Desde entonces, trato los cambios en SPF como los pilotos tratan las listas de verificación: de manera metódica, con salvaguardas y sin prisas.

Permíteme desglosar qué está sucediendo realmente bajo el capó. SPF (marco de políticas de remitente) es un sistema de autenticación de correos basado en DNS. Publicas un registro SPF como un registro TXT en DNS en tu dominio que indica a los servidores receptores qué hosts están autorizados a enviar correos en tu nombre. Esos servidores verifican tus mecanismos (ip4, ip6, a, mx, include) y calificadores, y luego producen un resultado: pass, none, neutral, softfail, hardfail, temperror o permerror.

La diferencia clave radica en ese calificativo final. Un softfail (~all) dice "esto parece no autorizado, pero procede con precaución." Un hardfail (-all) dice "solo los hosts listados son legítimos—bloquea todo lo demás." Ese carácter único cambia cómo los proveedores de buzones tratan tus mensajes.

Aquí es donde se vuelve práctico. Con softfail, normalmente ves que los correos van a la carpeta de spam o a cuarentena. Con hardfail, especialmente cuando está en marcha la alineación DMARC, puedes recibir un rechazo directo en el servidor de correo. Microsoft 365 y Outlook tienden a combinar SPF con DKIM y filtros de contenido. Google y Yahoo dependen mucho de DMARC y la reputación del remitente. Así, un softfail puede terminar en Promociones; un hardfail con alineación DMARC puede significar bloqueo definitivo.

Nunca paso directamente a hardfail. Mi camino siempre es: neutral (?all) → softfail (~all) → hardfail (-all). Durante la fase de descubrimiento, cuando no estoy seguro de los flujos de correo heredados o los rangos de IP de los proveedores, uso softfail.
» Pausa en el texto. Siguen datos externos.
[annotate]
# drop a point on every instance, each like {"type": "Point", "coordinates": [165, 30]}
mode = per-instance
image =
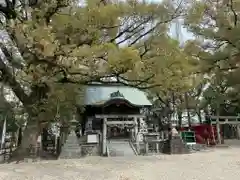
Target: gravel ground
{"type": "Point", "coordinates": [217, 164]}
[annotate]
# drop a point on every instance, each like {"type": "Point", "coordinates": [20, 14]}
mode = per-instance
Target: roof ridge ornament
{"type": "Point", "coordinates": [116, 94]}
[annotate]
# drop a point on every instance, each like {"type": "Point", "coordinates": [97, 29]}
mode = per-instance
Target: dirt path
{"type": "Point", "coordinates": [220, 164]}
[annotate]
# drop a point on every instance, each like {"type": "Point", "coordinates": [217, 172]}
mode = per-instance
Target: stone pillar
{"type": "Point", "coordinates": [104, 136]}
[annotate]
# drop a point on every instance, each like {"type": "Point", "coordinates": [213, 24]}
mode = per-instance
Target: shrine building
{"type": "Point", "coordinates": [113, 112]}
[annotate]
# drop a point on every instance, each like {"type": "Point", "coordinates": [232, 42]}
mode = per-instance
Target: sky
{"type": "Point", "coordinates": [184, 34]}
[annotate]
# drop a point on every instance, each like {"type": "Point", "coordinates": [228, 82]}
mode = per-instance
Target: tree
{"type": "Point", "coordinates": [65, 43]}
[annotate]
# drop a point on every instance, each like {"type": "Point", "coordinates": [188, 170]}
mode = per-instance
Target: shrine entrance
{"type": "Point", "coordinates": [119, 127]}
{"type": "Point", "coordinates": [121, 130]}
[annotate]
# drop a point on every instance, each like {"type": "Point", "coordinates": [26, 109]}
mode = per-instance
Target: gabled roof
{"type": "Point", "coordinates": [100, 94]}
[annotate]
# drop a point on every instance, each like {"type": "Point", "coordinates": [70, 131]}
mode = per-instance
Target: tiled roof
{"type": "Point", "coordinates": [99, 94]}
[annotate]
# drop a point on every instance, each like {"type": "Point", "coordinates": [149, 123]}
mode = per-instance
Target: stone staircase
{"type": "Point", "coordinates": [71, 149]}
{"type": "Point", "coordinates": [120, 148]}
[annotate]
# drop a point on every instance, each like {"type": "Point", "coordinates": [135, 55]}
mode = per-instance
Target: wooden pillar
{"type": "Point", "coordinates": [146, 145]}
{"type": "Point", "coordinates": [238, 131]}
{"type": "Point", "coordinates": [157, 144]}
{"type": "Point", "coordinates": [218, 130]}
{"type": "Point", "coordinates": [104, 137]}
{"type": "Point", "coordinates": [136, 134]}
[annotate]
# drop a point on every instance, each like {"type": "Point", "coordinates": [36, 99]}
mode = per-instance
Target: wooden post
{"type": "Point", "coordinates": [157, 144]}
{"type": "Point", "coordinates": [146, 145]}
{"type": "Point", "coordinates": [104, 136]}
{"type": "Point", "coordinates": [218, 127]}
{"type": "Point", "coordinates": [136, 134]}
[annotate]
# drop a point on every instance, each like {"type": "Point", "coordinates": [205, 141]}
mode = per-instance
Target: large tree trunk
{"type": "Point", "coordinates": [28, 143]}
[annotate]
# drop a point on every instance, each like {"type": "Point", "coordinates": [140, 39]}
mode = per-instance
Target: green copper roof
{"type": "Point", "coordinates": [99, 94]}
Esto señala un uso indebido del dominio sin afectar demasiado la entregabilidad mientras inventario todas las fuentes de envío—CRM, automatización de marketing, tickets, RRHH, finanzas, incluso impresoras.
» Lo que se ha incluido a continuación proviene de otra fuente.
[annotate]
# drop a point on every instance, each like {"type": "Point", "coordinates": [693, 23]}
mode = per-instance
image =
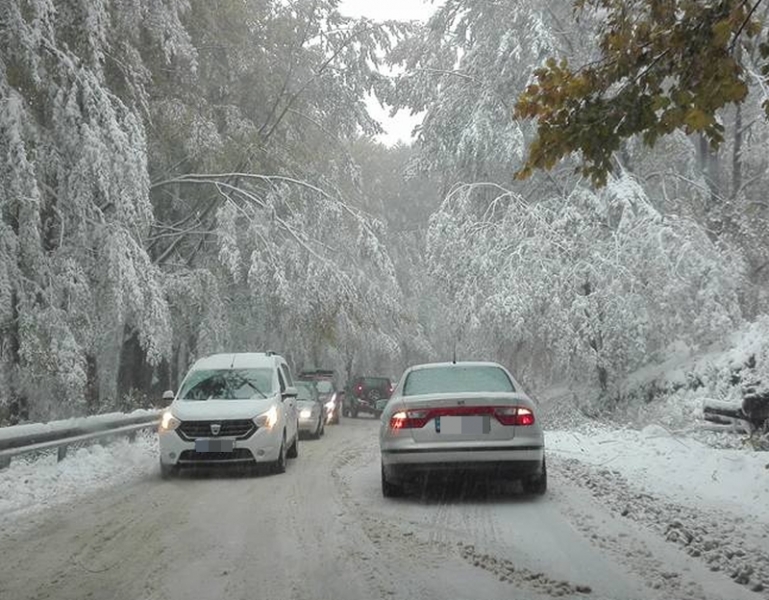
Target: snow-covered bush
{"type": "Point", "coordinates": [591, 284]}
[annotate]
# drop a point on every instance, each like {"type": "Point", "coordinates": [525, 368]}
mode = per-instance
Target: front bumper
{"type": "Point", "coordinates": [263, 446]}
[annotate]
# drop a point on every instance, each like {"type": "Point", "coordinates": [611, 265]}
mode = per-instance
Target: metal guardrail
{"type": "Point", "coordinates": [84, 431]}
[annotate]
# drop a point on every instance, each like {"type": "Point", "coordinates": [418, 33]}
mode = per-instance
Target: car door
{"type": "Point", "coordinates": [289, 403]}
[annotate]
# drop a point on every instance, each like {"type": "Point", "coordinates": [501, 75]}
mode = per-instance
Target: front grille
{"type": "Point", "coordinates": [240, 429]}
{"type": "Point", "coordinates": [238, 454]}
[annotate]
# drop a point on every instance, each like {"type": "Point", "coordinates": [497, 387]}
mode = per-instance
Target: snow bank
{"type": "Point", "coordinates": [92, 422]}
{"type": "Point", "coordinates": [680, 469]}
{"type": "Point", "coordinates": [672, 390]}
{"type": "Point", "coordinates": [34, 484]}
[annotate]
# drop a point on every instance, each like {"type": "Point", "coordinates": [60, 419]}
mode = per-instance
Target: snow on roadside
{"type": "Point", "coordinates": [31, 485]}
{"type": "Point", "coordinates": [679, 469]}
{"type": "Point", "coordinates": [91, 422]}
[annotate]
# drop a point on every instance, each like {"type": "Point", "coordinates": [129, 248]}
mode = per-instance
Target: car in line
{"type": "Point", "coordinates": [231, 409]}
{"type": "Point", "coordinates": [454, 419]}
{"type": "Point", "coordinates": [364, 393]}
{"type": "Point", "coordinates": [323, 379]}
{"type": "Point", "coordinates": [312, 412]}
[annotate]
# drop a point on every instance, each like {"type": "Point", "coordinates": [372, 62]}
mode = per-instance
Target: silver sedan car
{"type": "Point", "coordinates": [455, 418]}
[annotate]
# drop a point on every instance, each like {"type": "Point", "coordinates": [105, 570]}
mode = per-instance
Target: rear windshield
{"type": "Point", "coordinates": [227, 384]}
{"type": "Point", "coordinates": [457, 379]}
{"type": "Point", "coordinates": [374, 381]}
{"type": "Point", "coordinates": [304, 391]}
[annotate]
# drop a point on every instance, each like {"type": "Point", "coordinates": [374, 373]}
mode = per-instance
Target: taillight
{"type": "Point", "coordinates": [514, 415]}
{"type": "Point", "coordinates": [409, 419]}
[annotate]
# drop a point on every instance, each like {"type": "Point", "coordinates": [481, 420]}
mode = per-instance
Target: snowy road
{"type": "Point", "coordinates": [323, 531]}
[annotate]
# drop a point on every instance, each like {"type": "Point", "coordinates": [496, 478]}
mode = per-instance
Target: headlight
{"type": "Point", "coordinates": [168, 422]}
{"type": "Point", "coordinates": [267, 419]}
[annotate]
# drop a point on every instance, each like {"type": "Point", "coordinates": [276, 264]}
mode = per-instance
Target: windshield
{"type": "Point", "coordinates": [456, 380]}
{"type": "Point", "coordinates": [227, 384]}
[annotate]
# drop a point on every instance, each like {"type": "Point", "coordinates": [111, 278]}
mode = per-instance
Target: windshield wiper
{"type": "Point", "coordinates": [252, 385]}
Una vez que he validado todos los remitentes autorizados y DKIM es consistente en todos lados, entonces paso a hardfail. La compensación de riesgos es real: softfail te da mejor entregabilidad durante el inventario, pero mayor riesgo de que el phishing pase como spam en lugar de ser bloqueado. Hardfail te da mayor seguridad, pero puede romper correos legítimos si te has olvidado de algún remitente.

He visto equipos superar el límite de 10 búsquedas DNS por sobre-anidar includes. Los he visto olvidar proveedores estacionales como Livestorm o webhooks de Prismic. Y he visto a gente asumir que DMARC salvará un registro SPF roto—no lo hará, no sin alineación.

La verdadera lección: trata SPF, DKIM y DMARC como un sistema, no como piezas aisladas. El reenvío rompe SPF porque la IP de conexión cambia. Si usas SRS (Sender Rewriting Scheme), estás bien. Si no, softfail puede ser todo lo que evita un fuego amigo. Por eso monitoreo obsesivamente los informes agregados de DMARC y leo los encabezados Authentication-Results cuando algo falla.

Mi despliegue seguro: mapea primero todos los servidores de correo y flujos de trabajo, valida DKIM en todos lados, habilita DMARC en p=none para telemetría, pasa SPF a softfail y observa dos ciclos de envío, investiga cada remitente no autorizado, y luego realiza una prueba en modo rechazo antes de cambiar a hardfail.

En los últimos años, Google y Yahoo han endurecido los requisitos de autenticación. La aplicación de políticas es cada vez más multifacética: modo SPF, firmas DKIM, política DMARC, contenido y reputación son todos importantes. Por eso nunca trato SPF de forma aislada. Un hardfail en SPF sin DKIM sólido aún puede perjudicar la entregabilidad si el reenvío es frecuente.

El mayor error que todavía veo: equipos que cambian a hardfail antes de que DKIM sea universal, o que dependen del softfail para siempre mientras los atacantes se adaptan y el spoofing de correos prospera en esa ambigüedad. Es un equilibrio, pero el camino está claro si eres metódico al respecto.